Installing the native JAI and ImageIO

The Java Advanced Imaging API (JAI) is an advanced image manipulation library built by Sun. GeoServer requires JAI to work with coverages and leverages it for WMS output generation. By default, GeoServer ships with the pure Java version of JAI, but installing the native JAI version in your JDK/JRE will increase the image handling performance significantly.

In particular, installing the native JAI is important for all raster processing, which is used heavily in both WMS and WCS to rescale, cut and reproject rasters. Installing the native JAI is also important for all raster reading and writing, which affects both WMS and WCS. Finally, native JAI is very useful even if there is no raster data involved, as WMS output encoding requires writing PNG/GIF/JPEG images, which are themselves rasters.

Native extensions are available for Windows (32 bit), Linux and Solaris (32 and 64 bit systems). Mac Os X 10.6 (probably 10.5 and 10.4 too) comes with JAI native extensions installed by default in /System/Library/Java/Extensions/. Unfortunately native ImageIO extensions are not available for Mac Os X.

Note

These installers are limited to allow adding native extensions to just one version of the JDK/JRE on your system. If native extensions are needed on multiple versions, manually unpacking the extensions will be necessary.

Note

These installers are also only able to apply the extensions to the currently used JDK/JRE. If native extensions are needed on a different JDK/JRE than that which is currently used, it will be necessary to uninstall the current one first, then run the setup program against the remaining JDK/JRE.

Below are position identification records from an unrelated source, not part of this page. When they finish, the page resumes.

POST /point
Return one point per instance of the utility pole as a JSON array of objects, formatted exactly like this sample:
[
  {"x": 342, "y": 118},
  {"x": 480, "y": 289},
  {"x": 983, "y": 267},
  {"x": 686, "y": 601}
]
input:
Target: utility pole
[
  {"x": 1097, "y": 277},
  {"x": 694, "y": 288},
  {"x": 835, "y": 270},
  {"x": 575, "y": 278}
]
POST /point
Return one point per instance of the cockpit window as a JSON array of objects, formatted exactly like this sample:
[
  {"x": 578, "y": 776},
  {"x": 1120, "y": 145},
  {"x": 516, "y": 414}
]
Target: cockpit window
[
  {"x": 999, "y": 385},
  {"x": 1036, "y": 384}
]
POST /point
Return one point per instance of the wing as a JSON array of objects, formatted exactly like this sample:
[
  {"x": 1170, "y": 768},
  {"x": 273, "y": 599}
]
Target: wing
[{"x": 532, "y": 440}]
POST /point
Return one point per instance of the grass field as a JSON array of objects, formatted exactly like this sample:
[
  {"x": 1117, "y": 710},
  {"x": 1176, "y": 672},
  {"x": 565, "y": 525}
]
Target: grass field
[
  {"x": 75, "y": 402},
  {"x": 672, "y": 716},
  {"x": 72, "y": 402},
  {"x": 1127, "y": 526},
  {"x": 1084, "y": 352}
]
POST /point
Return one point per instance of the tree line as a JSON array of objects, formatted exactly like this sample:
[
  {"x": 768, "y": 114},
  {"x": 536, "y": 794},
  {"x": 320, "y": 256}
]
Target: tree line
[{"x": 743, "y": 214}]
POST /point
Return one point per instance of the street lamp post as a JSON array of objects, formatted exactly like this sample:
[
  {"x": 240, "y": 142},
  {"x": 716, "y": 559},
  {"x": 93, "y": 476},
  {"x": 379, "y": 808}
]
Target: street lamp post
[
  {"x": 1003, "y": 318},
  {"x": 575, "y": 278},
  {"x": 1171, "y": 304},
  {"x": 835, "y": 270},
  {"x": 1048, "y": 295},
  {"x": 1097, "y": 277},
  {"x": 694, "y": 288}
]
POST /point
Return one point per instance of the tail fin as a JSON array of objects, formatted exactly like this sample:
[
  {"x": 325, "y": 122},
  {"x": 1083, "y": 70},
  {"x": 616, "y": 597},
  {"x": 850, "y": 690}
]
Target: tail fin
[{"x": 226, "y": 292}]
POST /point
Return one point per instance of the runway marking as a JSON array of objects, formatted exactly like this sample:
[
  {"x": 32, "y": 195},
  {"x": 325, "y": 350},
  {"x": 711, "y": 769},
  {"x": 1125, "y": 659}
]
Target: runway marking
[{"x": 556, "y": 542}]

Installing native JAI on Windows

  1. Download JAI 1.1.3. At the time of writing only the 32 bit version of the installer is available, so if you are using a JDK, you will want to download jai-1_1_3-lib-windows-i586-jdk.exe, and if you are using a JRE, you will want to download jai-1_1_3-lib-windows-i586-jre.exe.
  2. Run the installer and point it to the JDK/JRE install that GeoServer will use to run.
  3. Download JAI Image I/O 1.1. At the time of writing only the 32 bit version of the installer is available, so if you are using a JDK, you will want to download jai_imageio-1_1-lib-windows-i586-jdk.exe, and if you are using a JRE, you will want to download jai_imageio-1_1-lib-windows-i586-jre.exe
  4. Run the installer and point it to the JDK/JRE install that GeoServer will use to run.

Installing native JAI on Linux

  1. Download JAI 1.1.3, choosing the appropriate architecture:

    • i586 for the 32 bit systems
    • amd64 for the 64 bit ones (even if using Intel processors)
  2. Extract the file into a temporary directory

  3. Move jar files in the JDK/JRE lib/ext folder.

  4. Move so files in the JDK/JRE lib/amd64 folder.

  5. For example, on an Ubuntu 64 bit system:

    $ cd /tmp
    $ wget http://download.java.net/media/jai/builds/release/1_1_3/jai-1_1_3-lib-linux-amd64.tar.gz && \
    gunzip -c jai-1_1_3-lib-linux-amd64.tar.gz | tar xf - && \
    mv /tmp/jai-1_1_3/lib/*.jar $JAVA_HOME/jre/lib/ext/ && \
    mv /tmp/jai-1_1_3/lib/*.so $JAVA_HOME/jre/lib/amd64/ && \
    rm /tmp/jai-1_1_3-lib-linux-amd64.tar.gz && \
    rm -r /tmp/jai-1_1_3
    
  6. Download JAI Image I/O 1.1, choosing the appropriate architecture:

    • i586 for the 32 bit systems
    • amd64 for the 64 bit ones (even if using Intel processors)
  7. Estract the file into a temporary directory

  8. Move jar files in the JDK/JRE lib/ext folder.

  9. Move so files in the JDK/JRE lib/amd64 folder.

  10. For example, on an Ubuntu 64 bit system:

    $ cd /tmp
    $ wget http://download.java.net/media/jai-imageio/builds/release/1.1/jai_imageio-1_1-lib-linux-amd64.tar.gz && \
    gunzip -c jai_imageio-1_1-lib-linux-amd64.tar.gz | tar xf - && \
    mv /tmp/jai_imageio-1_1/lib/*.jar $JAVA_HOME/jre/lib/ext/ && \
    mv /tmp/jai_imageio-1_1/lib/*.so $JAVA_HOME/jre/lib/amd64/ && \
    rm /tmp/jai_imageio-1_1-lib-linux-amd64.tar.gz && \
    rm -r /tmp/jai_imageio-1_1
    

Optional cleanup

Once the installation is complete, you may optionally remove the original JAI files from the GeoServer instance:

jai_core-x.y.z.jar
jai_imageio-x.y.jar
jai_codec-x.y.z.jar

where x, y, and z refer to specific version numbers.